The evolutionary beauty of this bird is in the detail though: The white casque, grown like a keratinous helmet, is used as a weapon in dominance disputes, protects the cassowary’s head from the forest underbrush, and is even believed to amplify deep sound—their ‘boom’ is the lowest-frequency bird call on record. Then there’s the five-inch dagger-like claws, the porcupine-esque quills, and the legs that can propel the flightless bird up to seven feet in the air on a single jump.
And yet despite being able to claw, jump and swim, the southern cassowary is endangered, at risk of extinction.
“Cassowaries are remarkable birds, and they’re ancient,” Branden Barber, CEO of non-profit Rainforest Rescue tells me. “But the two biggest threats to cassowaries, other than habitat loss, are cars and dogs. And that’s because people insist on putting roads everywhere and insist on letting their dogs run free, even in a national park.”
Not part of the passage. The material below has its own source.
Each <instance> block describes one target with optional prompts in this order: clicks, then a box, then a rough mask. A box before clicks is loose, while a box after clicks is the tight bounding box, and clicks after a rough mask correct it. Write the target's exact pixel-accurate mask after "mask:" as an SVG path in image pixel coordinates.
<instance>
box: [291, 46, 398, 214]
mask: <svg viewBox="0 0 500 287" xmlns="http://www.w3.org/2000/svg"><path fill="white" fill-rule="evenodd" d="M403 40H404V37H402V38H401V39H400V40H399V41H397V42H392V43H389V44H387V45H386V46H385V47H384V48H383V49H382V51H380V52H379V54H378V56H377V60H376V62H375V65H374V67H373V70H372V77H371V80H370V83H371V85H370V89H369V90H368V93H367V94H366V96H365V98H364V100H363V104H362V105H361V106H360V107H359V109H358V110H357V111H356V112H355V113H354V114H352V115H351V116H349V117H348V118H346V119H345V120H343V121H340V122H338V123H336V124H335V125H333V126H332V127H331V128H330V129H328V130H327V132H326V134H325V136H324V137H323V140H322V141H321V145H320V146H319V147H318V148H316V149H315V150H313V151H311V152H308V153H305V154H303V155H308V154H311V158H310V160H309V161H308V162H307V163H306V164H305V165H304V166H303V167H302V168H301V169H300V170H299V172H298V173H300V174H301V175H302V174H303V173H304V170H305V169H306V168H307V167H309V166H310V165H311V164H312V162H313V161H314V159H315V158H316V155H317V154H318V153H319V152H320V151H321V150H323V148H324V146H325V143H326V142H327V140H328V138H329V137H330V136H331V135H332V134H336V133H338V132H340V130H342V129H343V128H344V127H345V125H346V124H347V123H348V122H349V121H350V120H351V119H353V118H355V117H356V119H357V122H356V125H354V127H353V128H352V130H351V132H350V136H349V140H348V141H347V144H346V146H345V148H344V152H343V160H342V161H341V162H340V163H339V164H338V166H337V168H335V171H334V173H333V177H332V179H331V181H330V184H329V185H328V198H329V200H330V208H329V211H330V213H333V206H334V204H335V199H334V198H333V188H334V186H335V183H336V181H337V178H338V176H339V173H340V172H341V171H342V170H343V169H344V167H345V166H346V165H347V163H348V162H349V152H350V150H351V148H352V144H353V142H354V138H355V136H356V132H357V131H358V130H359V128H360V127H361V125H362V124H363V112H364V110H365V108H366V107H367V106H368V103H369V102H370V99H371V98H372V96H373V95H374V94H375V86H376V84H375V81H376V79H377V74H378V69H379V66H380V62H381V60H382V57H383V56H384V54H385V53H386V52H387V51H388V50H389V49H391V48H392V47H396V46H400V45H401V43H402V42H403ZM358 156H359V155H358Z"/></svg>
“There’s a really interesting difference between walking in the Amazon [jungle] and the Daintree,” says Barber, a lifelong environmentalist, originally from California. “When I was in the Amazon, I always felt like I had to watch my back—it feels like a teenager, there’s a lot of chaos. But the Daintree feels like an elder, there’s a lot of tranquility here.”
When you consider that this is the world’s oldest continuously living tropical rainforest, the elder status makes sense. “It has that sense of embodiment,” says Barber.
“But the short story,” he continues, “is that land has been cleared without really considering nature’s requirements forever. Because capital is more important than nature; because capital is the one wielding the dozer blades. The Daintree isn’t being destroyed like other rainforests, but the threats we face are still real, whether it’s from development or traffic.”
There was the protection of Lot 8 Idriess Close, which is now conserving almost 12 hectares of precious habitat for creatures like the Bennet’s tree-kangaroo and, yep, the cassowary. 110 Cape Tribulation Road is 30 hectares of former sugarcane farming land, five hectares of naturally regenerated habitat and 25 hectares that can be restored, which Rainforest Rescue plan on reviving one seedling at a time.
Then there’s Kurranji Bubu, formerly known as Lot 46.
“In Yalanji language, ‘kurranji’ means ‘cassowary’ and ‘bubu’ means ‘land’, so this is cassowary land,” says Barber. “This was the first property we engaged in restoration on… it was 27 hectares, located in the World Heritage Area and used to be a palm tree plantation. We had to remove dozens of trucks of garbage. It was a mess, but through a lot of hard work and years of time, energy and money, we cleaned it up and turned it into a beautiful rainforest again.”